Former Uber engineer tests new coast-to-coast driving technology

Anthony Levandowski, a fired Uber engineer, has gone on a 3,000 mile (roughly 4800km) journey to test his latest driver assist system that is geared towards the long-haul trucking industry.

According to The Verge, Levandowski, who was the chief engineer behind Uber’s self-driving vehicle unit, designed a camera-based advanced driver assist system (ADAS) that he’s calling Co-Pilot.

Levandowski used the new system to drive from San Francisco to New York without any human assistance.

The article noted that this test has been the “ultimate demonstration” of this type of technology and if he was successful then it would be considered the longest recorded journey of a self-driving car without human interference.

It is reported that he started his drive on a Toyota Prius (attached with seven cameras) on October 26th on the Golden Gate Bridge in San Francisco and finished about four days later on the George Washington Bridge in Manhattan.

Levandowski says he sat in the driver’s seat the whole time and did not touch the driving wheel or pedals, except for when he stopped for breaks and to refuel.

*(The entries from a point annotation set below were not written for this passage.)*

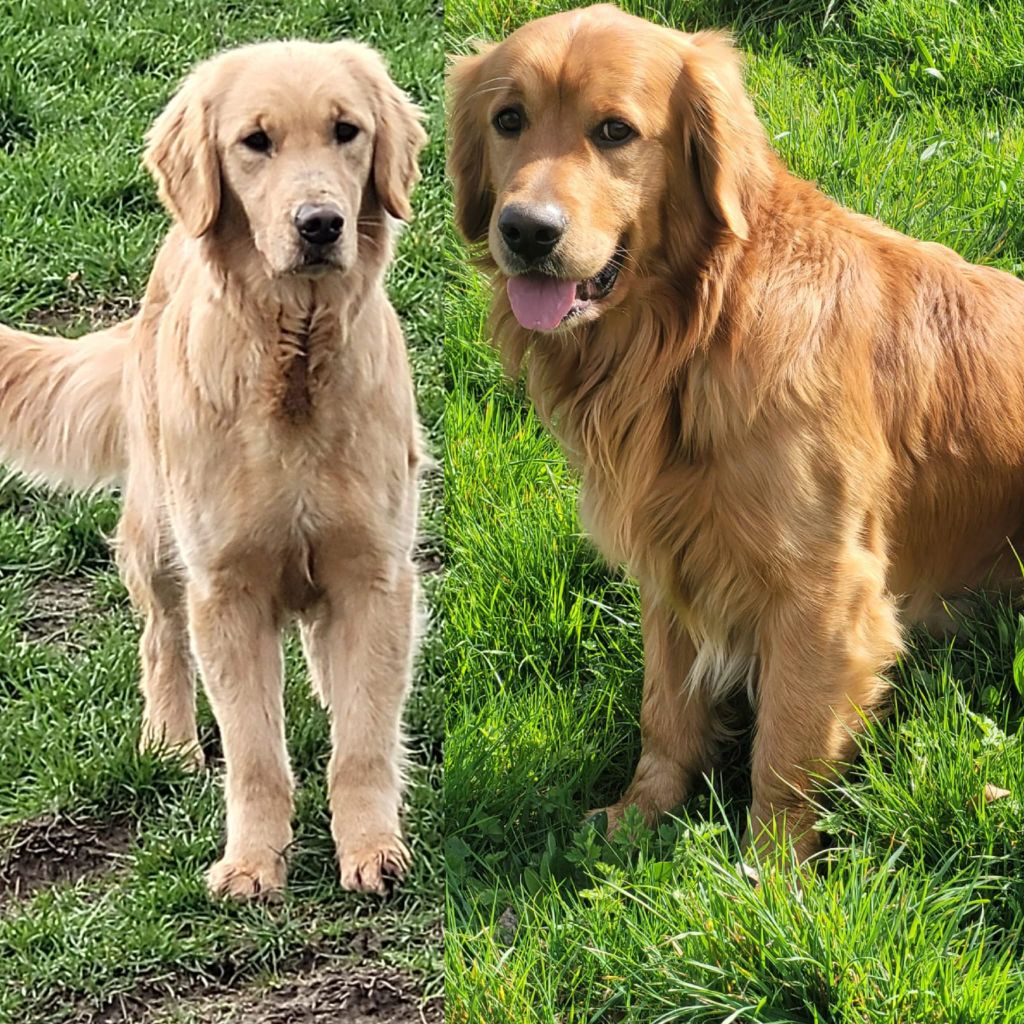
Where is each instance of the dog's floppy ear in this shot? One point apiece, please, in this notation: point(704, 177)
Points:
point(181, 155)
point(396, 151)
point(467, 160)
point(722, 134)
point(398, 133)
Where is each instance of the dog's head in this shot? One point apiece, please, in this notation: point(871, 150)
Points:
point(298, 141)
point(592, 145)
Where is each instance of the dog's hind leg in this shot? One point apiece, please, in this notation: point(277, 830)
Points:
point(820, 679)
point(168, 675)
point(359, 648)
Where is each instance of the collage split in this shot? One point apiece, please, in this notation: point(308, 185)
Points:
point(511, 512)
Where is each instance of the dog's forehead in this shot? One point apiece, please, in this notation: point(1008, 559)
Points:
point(294, 84)
point(600, 60)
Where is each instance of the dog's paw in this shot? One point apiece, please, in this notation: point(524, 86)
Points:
point(188, 753)
point(375, 864)
point(253, 878)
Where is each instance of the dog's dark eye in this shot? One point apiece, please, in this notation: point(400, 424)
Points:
point(258, 141)
point(344, 132)
point(509, 121)
point(612, 132)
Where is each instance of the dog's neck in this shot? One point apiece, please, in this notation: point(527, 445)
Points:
point(295, 329)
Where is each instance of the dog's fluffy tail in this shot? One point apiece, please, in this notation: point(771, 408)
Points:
point(61, 412)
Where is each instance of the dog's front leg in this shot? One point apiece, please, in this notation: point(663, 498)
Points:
point(237, 640)
point(359, 647)
point(677, 720)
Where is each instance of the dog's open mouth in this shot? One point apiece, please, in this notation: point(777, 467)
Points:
point(541, 302)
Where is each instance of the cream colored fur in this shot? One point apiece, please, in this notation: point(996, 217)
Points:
point(259, 416)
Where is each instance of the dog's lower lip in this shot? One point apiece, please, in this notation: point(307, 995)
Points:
point(599, 287)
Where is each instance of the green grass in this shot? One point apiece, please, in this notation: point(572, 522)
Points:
point(79, 226)
point(910, 112)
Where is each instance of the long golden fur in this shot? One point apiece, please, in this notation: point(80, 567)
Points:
point(799, 429)
point(258, 414)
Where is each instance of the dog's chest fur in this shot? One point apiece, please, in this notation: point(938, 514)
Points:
point(301, 358)
point(667, 488)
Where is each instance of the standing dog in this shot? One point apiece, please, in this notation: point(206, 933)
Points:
point(259, 416)
point(799, 429)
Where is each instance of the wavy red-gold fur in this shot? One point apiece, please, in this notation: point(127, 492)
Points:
point(798, 428)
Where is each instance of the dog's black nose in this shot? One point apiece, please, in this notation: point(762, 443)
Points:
point(531, 231)
point(318, 224)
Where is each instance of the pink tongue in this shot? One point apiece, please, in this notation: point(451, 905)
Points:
point(541, 303)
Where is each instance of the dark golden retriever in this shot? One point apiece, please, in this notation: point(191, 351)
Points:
point(799, 429)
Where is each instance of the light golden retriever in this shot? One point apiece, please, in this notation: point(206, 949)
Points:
point(259, 416)
point(799, 429)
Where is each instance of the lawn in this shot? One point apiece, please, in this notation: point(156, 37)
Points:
point(103, 911)
point(910, 112)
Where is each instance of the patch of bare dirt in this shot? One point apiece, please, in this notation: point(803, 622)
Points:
point(80, 311)
point(49, 850)
point(334, 993)
point(54, 606)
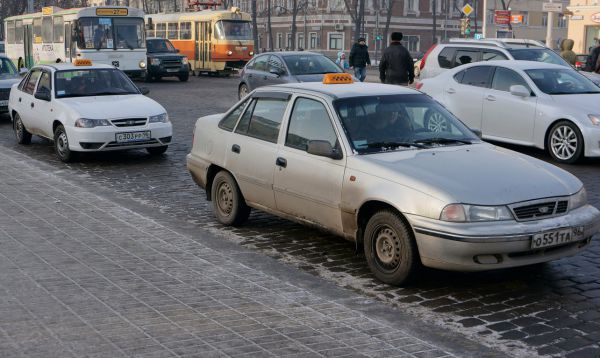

He said it took three times to successfully make the trip and has posted a short time-lapse video on Vimeo.

Levandowski is considered controversial in the tech community because of his legal disputes with Uber and self-driving company Waymo.

In February, Levandowski was accused of stealing 14,000 files from Waymo, which pertain to schematics of a circuit board and information about radar and laser navigational tool Lidar.

On January 15th, 2016, Levandowski left Waymo to form Ottomotto, a self-driving vehicle startup, which was later acquired by Uber in August for $680 million USD. Waymo says this stolen technology was subsequently used in Uber’s vehicles.

A judge ruled in favour of Waymo and said Uber was prohibited from using Lidar technology in its self-driving cars.